A jury was selected Wednesday in the trial of the first of six Baltimore police officers accused in the death of a young black man that led to protests and rioting in the eastern U.S. city.
Opening arguments in the case against the 26-year-old policeman, William Porter, started soon after his lawyers and prosecutors finished selecting a racially diverse jury of five black women, three black men, three white women and one white man. He is expected to testify in his own defense during a trial that could last two weeks.
Prosecutor Michael Schatzow told the jurors that Porter "is on trial for what he did, or more importantly, what he did not do."
Porter, who is black, is accused of manslaughter, second-degree assault and misconduct in office in the April death of Freddie Gray. Prosecutors claim that the officer failed to help Gray when he repeatedly asked for medical assistance while he was being transported on a 45-minute trip to a police station after his arrest in a sidewalk encounter with police.
Gray, who was 25, died of a severe spinal injury a week after riding in the back of a police van without a seat belt, a violation of Baltimore police rules.
For several days after Gray died, his supporters staged mostly peaceful protests. But on the day he was buried, looting and rioting erupted, with businesses destroyed in fires. The unrest caused $33 million in property damage and police overtime before the violence was quelled. Since then, the city's murder rate has soared.

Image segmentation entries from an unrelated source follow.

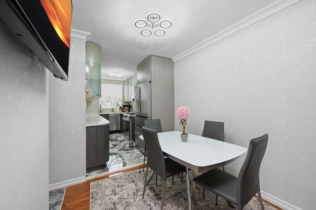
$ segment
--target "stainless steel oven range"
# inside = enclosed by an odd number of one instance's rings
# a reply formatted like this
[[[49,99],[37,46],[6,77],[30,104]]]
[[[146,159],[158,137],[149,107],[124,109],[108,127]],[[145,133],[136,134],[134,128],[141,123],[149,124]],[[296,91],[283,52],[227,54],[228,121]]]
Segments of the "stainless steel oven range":
[[[123,115],[123,135],[124,138],[130,140],[132,138],[132,126],[130,114],[126,113]]]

Five other officers involved in Gray's arrest and transport to the police station have also been charged with various offenses and are set for individual trials in the coming months.
Gray's death became a focal point in the national debate in the United States over the treatment of blacks by police, especially white police officers. Gray's death and that of other blacks who died in police encounters led to the formation of the Black Lives Matter group, which has staged protests in many U.S. cities.